For a brief moment, the snow stopped, the stars shined as lighthouses.
“I will do it! I will! Please, pray with me! The more prayers the merrier! Err, I mean, the better!” Ramiel and Dumah got down on their knees beside him and prayed.
While spellbound as method actors like them would, they were ambushed from behind! A little girl propelled from under the snow holding a large piece of stained-glass. She forced it downward on top of the two angels shoving their incarnations to be eternally trapped within the cathedral decoration. As it fell, any body parts out of reach were, in the fashion of a vortex, sucked within the ecclesiastical product.

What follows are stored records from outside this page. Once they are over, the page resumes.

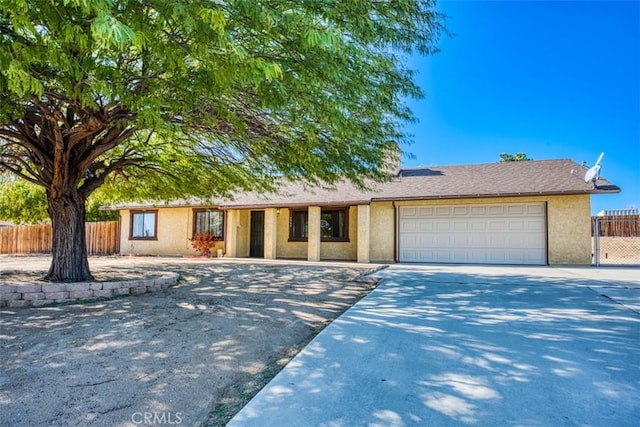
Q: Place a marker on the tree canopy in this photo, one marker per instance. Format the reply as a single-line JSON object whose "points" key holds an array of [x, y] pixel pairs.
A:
{"points": [[518, 157], [22, 202], [169, 98]]}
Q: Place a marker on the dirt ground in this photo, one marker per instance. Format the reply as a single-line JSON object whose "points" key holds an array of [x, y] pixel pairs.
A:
{"points": [[191, 355]]}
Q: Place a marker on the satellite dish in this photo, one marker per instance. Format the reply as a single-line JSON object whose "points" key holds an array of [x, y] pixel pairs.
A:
{"points": [[593, 174]]}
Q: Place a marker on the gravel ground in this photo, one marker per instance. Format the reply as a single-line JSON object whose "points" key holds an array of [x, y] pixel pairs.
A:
{"points": [[190, 355]]}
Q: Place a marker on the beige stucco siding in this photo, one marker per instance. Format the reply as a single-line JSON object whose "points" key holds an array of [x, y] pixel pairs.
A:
{"points": [[285, 248], [568, 223], [343, 250], [174, 229], [569, 230], [328, 250], [382, 235]]}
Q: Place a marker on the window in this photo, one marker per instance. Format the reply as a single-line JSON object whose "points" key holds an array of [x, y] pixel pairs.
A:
{"points": [[143, 225], [299, 225], [334, 225], [209, 221]]}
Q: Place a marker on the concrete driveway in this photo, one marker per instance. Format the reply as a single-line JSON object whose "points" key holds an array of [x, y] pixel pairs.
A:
{"points": [[189, 355], [466, 345]]}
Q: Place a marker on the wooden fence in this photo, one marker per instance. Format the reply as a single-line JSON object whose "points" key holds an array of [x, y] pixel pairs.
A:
{"points": [[616, 226], [102, 238]]}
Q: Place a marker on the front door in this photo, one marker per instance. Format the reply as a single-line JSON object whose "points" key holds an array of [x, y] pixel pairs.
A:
{"points": [[256, 247]]}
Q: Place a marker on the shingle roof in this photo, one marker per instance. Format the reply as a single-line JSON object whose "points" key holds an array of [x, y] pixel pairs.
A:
{"points": [[535, 177], [444, 182]]}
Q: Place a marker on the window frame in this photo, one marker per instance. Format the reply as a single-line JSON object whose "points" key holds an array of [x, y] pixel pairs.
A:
{"points": [[292, 238], [133, 213], [345, 209], [346, 224], [195, 222]]}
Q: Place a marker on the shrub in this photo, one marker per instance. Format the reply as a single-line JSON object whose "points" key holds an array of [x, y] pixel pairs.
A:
{"points": [[203, 242]]}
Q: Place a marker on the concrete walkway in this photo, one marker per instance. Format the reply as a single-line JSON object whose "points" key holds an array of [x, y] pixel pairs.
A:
{"points": [[465, 345]]}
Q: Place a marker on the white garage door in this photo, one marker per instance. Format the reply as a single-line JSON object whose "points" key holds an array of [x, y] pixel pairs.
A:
{"points": [[476, 234]]}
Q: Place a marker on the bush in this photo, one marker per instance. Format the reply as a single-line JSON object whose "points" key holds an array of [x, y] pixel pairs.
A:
{"points": [[203, 242]]}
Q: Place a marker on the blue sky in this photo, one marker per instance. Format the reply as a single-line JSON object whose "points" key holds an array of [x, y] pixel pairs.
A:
{"points": [[557, 79]]}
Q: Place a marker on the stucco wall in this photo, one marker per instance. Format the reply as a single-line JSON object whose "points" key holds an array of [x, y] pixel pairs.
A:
{"points": [[343, 250], [285, 248], [174, 228], [328, 250], [382, 237], [569, 230], [568, 223]]}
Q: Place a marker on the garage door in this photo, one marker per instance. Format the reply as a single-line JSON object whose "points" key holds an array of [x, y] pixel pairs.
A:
{"points": [[477, 234]]}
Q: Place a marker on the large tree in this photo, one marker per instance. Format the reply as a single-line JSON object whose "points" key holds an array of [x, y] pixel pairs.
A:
{"points": [[172, 98]]}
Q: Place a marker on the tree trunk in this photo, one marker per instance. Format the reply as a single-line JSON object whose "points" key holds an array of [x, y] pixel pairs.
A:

It would seem the heavenly hustlers were no match for American felons.
“I’ve been hearing a lot about you two. Mostly from the crazies. I listen to the crazies. Hell, I’d sooner get an education from them over the shitty school districts this country has shat out.” He stood up with ease and picked up his daughter. “They moan and pant and ramble on about hunstlin’ angels, always trying to get them to pray. I decided to debunk the myth, and sure enough,” the con artist knocked on the stained glass containing an angry-faced Dumah, “you weren’t bullshit! You were the real deal. There was only one-way to capture you little fucks. I must say,” he smiled at his little girl, who held an equally evil grin, “we’re quite excited to frame you two in the living room. About time you dead spirits did some living.”
The father and daughter carried the stained-glass window down Polk Ave with the early sunrise reflecting the images of Ramiel and Dumah, the cunning angels.
In the transient nighttime, they looked more like sniveling hoodlums.
“For small creatures such as we the vastness is bearable only through love.”